FORMER Taskforce prosecutor Mutembo Nchito acted illegally when he appealed against the acquittal of former president Fredrick Chiluba last year by disregarding a directive of the Director of Public Prosecutions.
According to correspondence obtained by the Times of Zambia, DPP Chalwe Mchenga had on August 21 last year directed that the appeal against Dr Chiluba should not be lodged until after he had studied the judgement to determine whether or not the appeal should go ahead.
But Mr Nchito went ahead to appeal against the judgement on instruction from the then Taskforce chairperson Max Nkole despite the directive from Mr Mchenga.
After the appeal was made, Mr Mchenga wrote to the Taskforce’s new executive chairperson Godfrey Kayukwa and stated that the decision to appeal was against his express directive and a contravention of the law.
“Section 86(3) of the criminal procedure code provides that every prosecution shall be subject to the express directions of the director of public prosecutions.
“The decision by your predecessor to instruct Mr Nchito to file the notice was against my express directions and was in contravention of the law and illegal,” said Mr Mchenga in a letter dated August 26.
The former Taskforce prosecutor has been summoned by the Law association of Zambia (LAZ) legal practitioners to answer complaints raised against him by Dr Chiluba and his former Press aide Richard Sakala.
[pullquote]“To resolve the difficulty the court relied on the well established principle of criminal law that where two or more inferences can be drawn from a set of facts, the court must adopt one which is more favourable to an accused person if there is nothing to exclude such inference,” he said.[/pullquote]

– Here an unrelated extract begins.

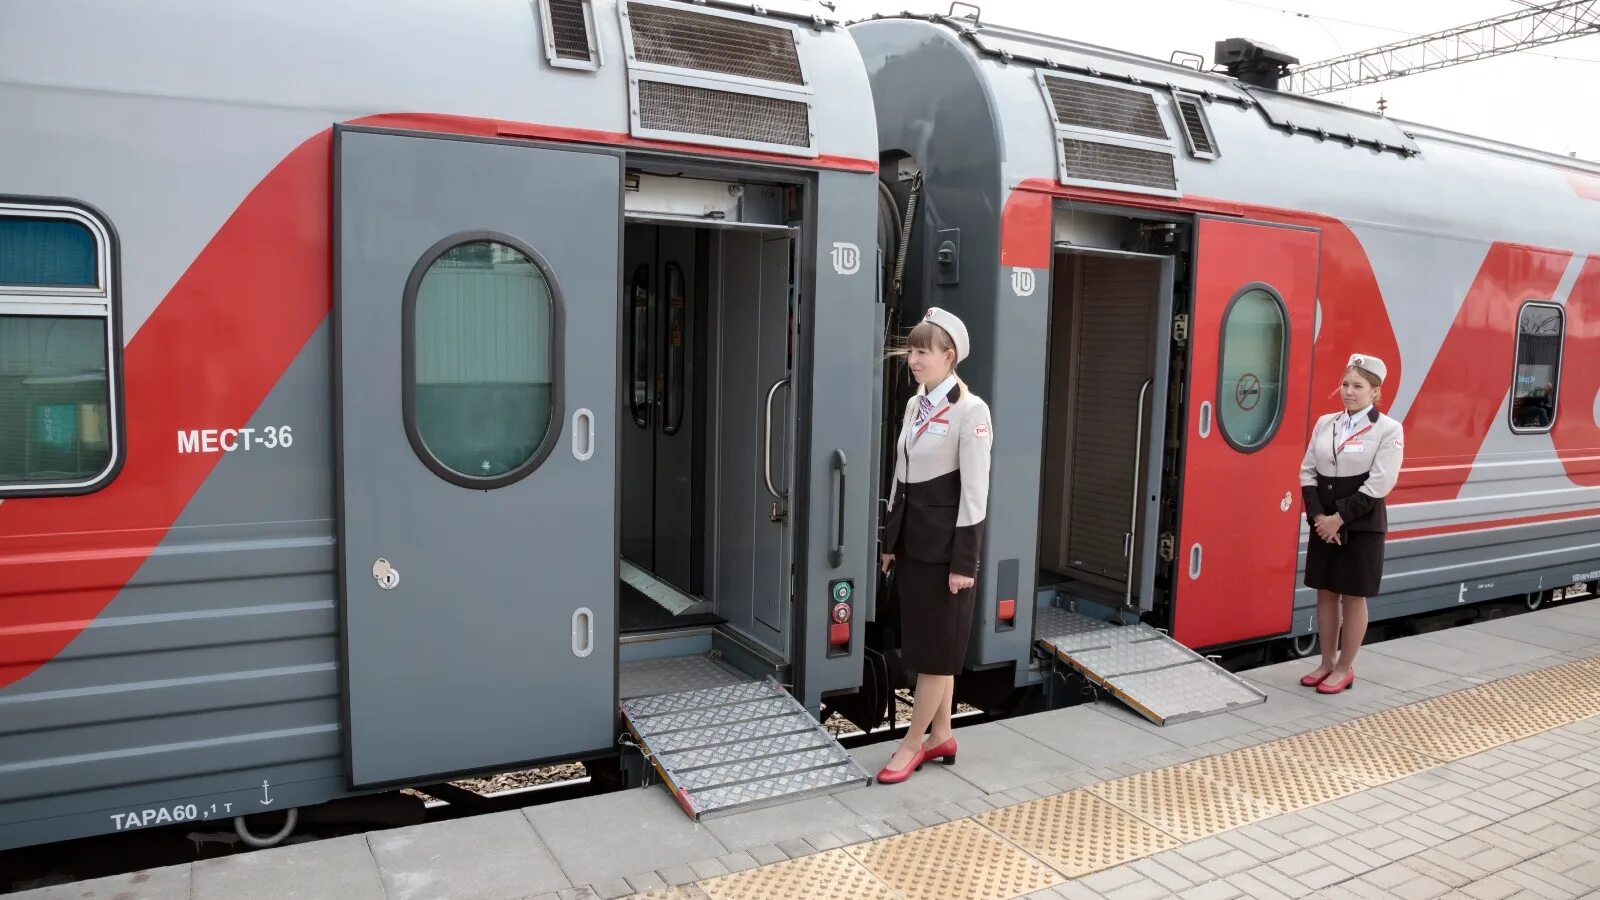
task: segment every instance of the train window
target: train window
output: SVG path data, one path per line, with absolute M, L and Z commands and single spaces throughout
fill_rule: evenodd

Mr Nchito has written to LAZ’s legal practitioners committee informing them that the only authority that could question his decisions was the DPP and that he never received any complaint on his decision to appeal against the acquittal.
Mr Nchito appears before the committee at LAZ offices tomorrow at 12.00 hours but he has raised objections in his letter to LAZ dated May 13, 2010 in which he has indicated that he was a gazetted public prosecutor and enjoys protection as provided for by the Constitution.
He also contested that the DPP has not complained about the matter and reminded Dr Chiluba that he was not the spokesperson of the DPP.
But in his letter to Mr Kayukwa, Mr Mchenga said having read through the judgment, there was essentially one reason why Dr Chiluba and his co-accused were acquitted of theft in nine counts of the indictment.
“It is because the evidence before the court shows that the account (Zamtrop Account) from which the money alleged to have been stolen, was also received money from “private sources’.
There was un-controverted evidence that money in excess of US$8,500,000 was paid into the account from sources other than Government at the material times,” Mr Mchenga states in the letter.
He said from the evidence before the court, it was not clear whether the money the accused persons are alleged to have stolen in the counts in which they were acquitted came from Government sources or from private sources.
“To resolve the difficulty the court relied on the well established principle of criminal law that where two or more inferences can be drawn from a set of facts, the court must adopt one which is more favourable to an accused person if there is nothing to exclude such inference,” he said.
Since on the evidence before it was not possible to indicate whether the money drawn was from Government funds or private source, the court was therefore bound to draw the inference that the money drawn was that which came from the private source, an inference was favourable to the accused persons.
He said this being the case, the court had no option but to acquit them.